There have been major advancements in the siding industry. The change is evident both in the number of materials in the current market and the quality they offer. Among the many that have been in the market are four top exterior siding materials worth considering. They include Engineered Wood, Vinyl, Fiber-cement, and Natural Wood Siding.
Before we discuss the mentioned materials, it is important to note that choosing a siding material requires more than a low price and aesthetic value. Instead, it also entails determining the resilience of the material to water damage, its durability, the cost of maintenance, its ease of installation, among others. Here are some brief details about the top materials.
Engineered wood siding is arguably one of the fastest-growing top exterior siding materials in North America right now. Sometimes also referred to as manufactured or composite wood, it is a less costly version of natural wood. It gives an impression similar to the natural wood in terms of aesthetics but boasts some major advantages. With the advancement in technology from manufacturers like KWP ECO-SIDE, engineered wood does a much better job resisting mold, rot, pests, and fire than natural wood. Most brands are also backed by a warranty which is something you don’t always receive with natural wood. Some brands of engineered wood have even gone so far as to take the painting of the product in house. They have also introduced warranties on both paint and parts.
It’s important to understand that Engineered wood is not only growing at the cost of natural wood. It is displacing most siding categories for the reasons of superior aesthetic, ease of install, low costs, and long term durability. Engineered wood is usually around half the weight of Fiber Cement. This makes install more attractive to some installers. Besides, it contains no silica dust like fiber cement products; which has been a point of contention with some homeowners and builders.
A closer look at engineered wood
The manufacture of engineered wood entails the mixing of four significant materials, starting with fiber or strands. The mixture also includes wax to increase waterproofness and Zinc borate to reduce the susceptibility to rot by water damage.
The mixing of the products is then followed by pressing them into panels, after which they undergo factory-finishing or priming. KWP is one of the most known brands of engineered wood.

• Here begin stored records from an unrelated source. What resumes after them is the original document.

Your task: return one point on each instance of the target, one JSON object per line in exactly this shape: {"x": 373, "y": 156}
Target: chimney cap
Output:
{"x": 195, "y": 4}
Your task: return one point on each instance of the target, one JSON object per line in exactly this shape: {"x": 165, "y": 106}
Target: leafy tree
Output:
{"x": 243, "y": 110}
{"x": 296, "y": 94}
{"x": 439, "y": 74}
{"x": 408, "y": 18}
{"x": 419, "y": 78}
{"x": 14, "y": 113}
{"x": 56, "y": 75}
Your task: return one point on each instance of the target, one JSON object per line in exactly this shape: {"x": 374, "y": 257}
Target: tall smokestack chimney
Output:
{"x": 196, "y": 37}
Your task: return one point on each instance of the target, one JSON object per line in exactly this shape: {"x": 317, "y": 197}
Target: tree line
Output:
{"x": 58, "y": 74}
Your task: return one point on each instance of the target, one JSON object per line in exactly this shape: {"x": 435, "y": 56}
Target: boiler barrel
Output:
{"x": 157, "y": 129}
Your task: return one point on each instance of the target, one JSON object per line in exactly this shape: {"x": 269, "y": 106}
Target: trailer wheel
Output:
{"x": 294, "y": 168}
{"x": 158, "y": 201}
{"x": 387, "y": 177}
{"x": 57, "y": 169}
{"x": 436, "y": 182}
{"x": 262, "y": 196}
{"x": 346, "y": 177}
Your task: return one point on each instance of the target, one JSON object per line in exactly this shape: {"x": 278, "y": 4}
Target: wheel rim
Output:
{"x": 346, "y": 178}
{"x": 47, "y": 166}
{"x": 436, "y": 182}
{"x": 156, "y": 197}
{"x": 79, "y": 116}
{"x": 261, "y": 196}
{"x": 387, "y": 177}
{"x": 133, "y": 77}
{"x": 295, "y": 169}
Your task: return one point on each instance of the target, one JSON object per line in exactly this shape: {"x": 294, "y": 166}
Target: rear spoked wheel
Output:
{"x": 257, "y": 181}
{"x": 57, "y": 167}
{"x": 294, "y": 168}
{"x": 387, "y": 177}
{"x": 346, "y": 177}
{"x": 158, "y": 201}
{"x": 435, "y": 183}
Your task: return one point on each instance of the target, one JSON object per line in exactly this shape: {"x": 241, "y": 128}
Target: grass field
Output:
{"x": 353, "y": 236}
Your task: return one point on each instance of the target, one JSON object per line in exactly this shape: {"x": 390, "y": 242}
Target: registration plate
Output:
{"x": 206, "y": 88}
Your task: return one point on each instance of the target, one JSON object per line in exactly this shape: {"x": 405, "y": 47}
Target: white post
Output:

One potential downside to Engineered wood siding is that it is not as economical as some lower end vinyl siding options so depending on your budget it is not always viable. Where engineered siding has seen its biggest lift is on first and second move-up homes and in new construction homes above entry-level homes in a geographic region.
Vinyl is a plastic-like product falling among the top exterior siding materials, thanks to its affordability and high durability. The cost of basic vinyl ranges between $4 to $7.5 and compared to other materials, this is a significantly low price range.
The primary ingredient in the manufacture of vinyl is Polyvinyl Chloride. Other ingredients include pigment to produce color, and acrylics to enhance the robustness.
One of the potential negatives with vinyl siding is that you may experience fade of the product. Vinyl is also susceptible to heat so melting and warping can be an issue under the wrong circumstances. The turn off of some homeowners about vinyl is also that it hardly bares the authentic looks of real wood.
Natural wood once topped the A-list of top exterior siding materials. With the advancement of technology in composite based sidings, natural wood has lost some market share. Advantages of Natural wood siding are authenticity and aesthetics. The potential downside to natural wood is warping, mold, pests, fire, and maintenance. Many natural wood sidings are void of a warranty.
Last but not least, is Fiber-cement siding which has gained popularity about 10 years ago. Its stronghold qualities are the versatile look.
Fiber cement is the product of a mixture of water, portland cement, fly ash and wood pulp. After pressing the mixture into panels, the final product can be used as it is, primed or painted.
Some potential downside to Fiber Cement cladding are: Cost, installation, need for special tools, job site waste, and silica dust. Fiber cement also needs special products like efflorescence which is not the case with some of these other options listed above.
There are other siding materials for your choosing. However, these are the top exterior siding materials with top qualities.